Iniziative unilaterali che l'Italia non vede di buon occhio e non intende sposare. Almeno ufficialmente. Lo ha spiegato lo stesso titolare della Farnesina, Franco Frattini, alla vigilia e durante la riunione in Turchia, commentando con toni duri le iniziative del governo francese delle scorse settimane. E non è un caso che il ministro abbia accolto con soddisfazione la decisione finale del Gruppo di contatto di indicare in al Khatib l'unica persona deputata a formulare una proposta di negoziato alle due parti in conflitto. «Su di lui si accentreranno tutti i contatti diretti che vari paesi, tra cui l'Italia, hanno condotto nelle ultime settimane con esponenti del regime. Non sta ai singoli paesi intrattenere contatti segreti, sta ad al Khatib guidare i negoziati perché altrimenti sarebbe molto controproducente», aveva precisato il Frattini a margine della riunione.

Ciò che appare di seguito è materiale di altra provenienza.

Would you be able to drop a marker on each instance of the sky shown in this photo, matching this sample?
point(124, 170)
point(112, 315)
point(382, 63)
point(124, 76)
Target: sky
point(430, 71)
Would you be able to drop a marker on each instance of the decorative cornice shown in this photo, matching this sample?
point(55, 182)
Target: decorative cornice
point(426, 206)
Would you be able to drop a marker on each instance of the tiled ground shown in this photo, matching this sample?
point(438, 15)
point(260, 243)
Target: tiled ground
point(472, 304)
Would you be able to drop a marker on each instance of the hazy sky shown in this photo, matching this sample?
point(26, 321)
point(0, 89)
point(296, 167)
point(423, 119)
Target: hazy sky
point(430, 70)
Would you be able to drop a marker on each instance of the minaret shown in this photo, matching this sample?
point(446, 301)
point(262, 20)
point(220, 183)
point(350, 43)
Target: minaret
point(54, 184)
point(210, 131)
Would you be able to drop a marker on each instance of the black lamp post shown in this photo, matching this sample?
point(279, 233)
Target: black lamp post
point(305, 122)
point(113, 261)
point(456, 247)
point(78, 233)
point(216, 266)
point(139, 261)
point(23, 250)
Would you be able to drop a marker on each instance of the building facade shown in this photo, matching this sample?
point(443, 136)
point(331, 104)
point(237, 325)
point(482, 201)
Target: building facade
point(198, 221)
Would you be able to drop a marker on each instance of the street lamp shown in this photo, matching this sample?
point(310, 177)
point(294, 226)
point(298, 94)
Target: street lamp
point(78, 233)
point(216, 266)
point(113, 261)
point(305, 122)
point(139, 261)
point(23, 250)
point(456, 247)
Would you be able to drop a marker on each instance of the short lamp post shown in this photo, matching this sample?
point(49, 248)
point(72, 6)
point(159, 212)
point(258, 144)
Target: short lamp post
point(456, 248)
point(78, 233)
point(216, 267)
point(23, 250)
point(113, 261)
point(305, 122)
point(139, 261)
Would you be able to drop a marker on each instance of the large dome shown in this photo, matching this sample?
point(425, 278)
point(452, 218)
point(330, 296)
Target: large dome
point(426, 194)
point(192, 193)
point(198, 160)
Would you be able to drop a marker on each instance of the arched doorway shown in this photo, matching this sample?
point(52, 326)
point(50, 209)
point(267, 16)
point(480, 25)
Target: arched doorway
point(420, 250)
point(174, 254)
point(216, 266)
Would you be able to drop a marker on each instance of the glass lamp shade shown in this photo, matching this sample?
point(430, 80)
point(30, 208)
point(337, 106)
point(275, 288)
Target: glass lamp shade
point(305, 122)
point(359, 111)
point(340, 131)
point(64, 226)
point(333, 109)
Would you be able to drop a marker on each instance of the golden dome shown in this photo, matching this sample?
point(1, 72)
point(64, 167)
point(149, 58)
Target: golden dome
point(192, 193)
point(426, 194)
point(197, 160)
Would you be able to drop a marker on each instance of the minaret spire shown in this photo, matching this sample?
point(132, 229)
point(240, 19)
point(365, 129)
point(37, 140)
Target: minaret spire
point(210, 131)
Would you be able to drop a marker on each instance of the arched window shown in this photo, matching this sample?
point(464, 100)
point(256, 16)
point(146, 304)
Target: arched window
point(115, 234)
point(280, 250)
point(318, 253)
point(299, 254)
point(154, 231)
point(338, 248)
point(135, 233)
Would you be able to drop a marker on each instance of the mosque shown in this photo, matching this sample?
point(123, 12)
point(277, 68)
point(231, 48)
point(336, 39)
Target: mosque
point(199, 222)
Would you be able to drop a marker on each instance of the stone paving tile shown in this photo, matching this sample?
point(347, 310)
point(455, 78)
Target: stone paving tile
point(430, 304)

Non è stato e non sarà proprio così. La diplomazia internazionale continua a parlare con due voci: quella ufficiale, che testimonia un'unità di intenti, il tentativo di trovare una via comune in vista di una soluzione accettabile della crisi; e quella ufficiosa, segreta, confidenziale, che vede molti paesi impegnati ad aprire canali, ingaggiare colloqui, allacciare relazioni con tutte le parti in conflitto. E anche l'Italia, nelle scorse settimane, ha fatto la sua parte. Secondo una fonte confidenziale contattata da TM News, la diplomazia italiana avrebbe fatto leva su un esponente molto vicino al regime, il figlio dell'attuale ministro dell'Interno di Tripoli. Che, tra l'altro, secondo quanto si è appreso, sarebbe anche la stessa persona contattata dal governo francese.

Quello su cui tutti sembrano convergere, invece, è che a questo punto non si può fare a meno di venire a patti con il colonnello. I bombardamenti della Nato lo hanno indebolito, non eliminato. E se è vero che Muammar Gheddafi «non è un obiettivo» dei raid dell'Alleanza, allora bisognerà trovare un'altra strada, trattare con il colonnello, magari proporre un salvacondotto per lui e la sua famiglia in cambio di un passo indietro. Chi riuscirà a fare la proposta migliore, avrà vinta la partita. Perché è evidente che le divisioni della diplomazia - all'apparenza negate - hanno un obiettivo chiaro: riuscire a conquistare una posizione di favore, con Tripoli ma anche con Bengasi, per potere avere a condizioni favorevoli l'unico premio che conta davvero, il petrolio.